Hoje talvez a realidade seja outra em face dos inúmeros instrumentos de integração, tais como a televisão e a Internet, a rapidez das informações, fatores que facilitam o processo de assimilação cultural, mas há trinta anos o deslocamento migratório era indiscutivelmente importante fator criminógeno.

Lembro-me do meu primeiro defendido, de alcunha "Lilico", acusado da prática de homicídio por ele negada com veemência. Já na primeira entrevista deu-me clara noção do seu abandono na prisão, pois pediu-me uma escova de dentes, uma pasta e uma toalha. Necessidades básicas, não supridas por seus familiares, possivelmente nem os tinha, e nem pelo Estado. Bem se vê o grau de abandono, de carência, de uma vida sub-humana a que estavam submetidos os clientes do sistema penitenciário. Essa situação, nos dias de hoje, agravou-se, pois o sistema não melhorou e os níveis sociais do país não se elevaram.

Merece registro o pedido feito pelo meu primeiro cliente, não só pelo seu significado social, como pelo efeito que produziu em meu casamento. Explico: dos produtos de higiene que me foram pedidos pelo Lilico, comprei a escova e a pasta. Quanto à toalha, peguei uma de casa, sem atentar para a sua qualidade. Minha mulher ao saber ficou furiosa, pois eu pegara exatamente a toalha que compunha um jogo finíssimo que fazia parte do nosso enxoval. Éramos recém-casados. Até hoje sou cobrado pelo meu desprendimento exagerado.

Ao evocar o meu início profissional, ocorre-me uma passagem do soberbo livro "Noturno da Lapa" do escritor e jornalista Luiz Martins. Ao explicar a influência que o boêmio bairro carioca exerceu sobre a sua personalidade, em especial sobre a sua visão da vida e dos homens afirmou : "A prostituição foi o primeiro aspecto da miséria humana que conheci" Segundo se infere a prostituição teria lhe provocado os sentimentos da piedade, da ternura e da complacência "com o pecado". Ademais arrematou dizendo ter entrado para o socialismo pela porta noturna de um "bordel".

Posso afirmar sem medo de erro a analogia de minha experiência profissional inicial com a experiência lapeana de Luiz Martins. Eu tornei-me mais compreensivo e mais complacente com o homem acusado da prática de crime, quando passei a frequentar a cadeia, pois o crime foi o meu primeiro contacto com o lado sombrio da condição humana.
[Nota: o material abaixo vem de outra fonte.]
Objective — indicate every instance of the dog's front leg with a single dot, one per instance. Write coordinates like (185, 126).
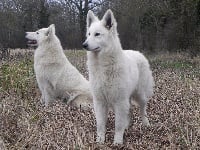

Se não me tornei um socialista na acepção ideológica do termo – ou será que me tornei? - passei a olhar a sociedade além dos estreitos limites do meu mundo pequeno burguês e a ver na política um instrumento adequado à redução substancial das desigualdades sociais, bem como de realização do humanismo e da dignidade do homem. Passei a entender que a atividade política só se justifica se ela estiver a serviço de valores superiores, todos eles ligados ao aperfeiçoamento da condição humana e da vida do homem em sociedade.

A advocacia criminal, especialmente aquela dedicada aos réus pertencentes às camadas mais humildes da sociedade, é uma forma de atividade política, na medida em que o advogado leva a um dos Poderes do Estado, como porta-voz do acusado, os direitos e as garantias concedidos pelo ordenamento e luta pela sua prevalência. Por paradoxal que pareça, é necessária uma imputação criminal para que direitos e prerrogativas sejam reconhecidos a alguém que passou a sua vida à margem das normas de proteção outorgadas a todos os cidadãos, mas aplicadas apenas a alguns.


*Antônio Claudio Mariz de Oliveira é advogado.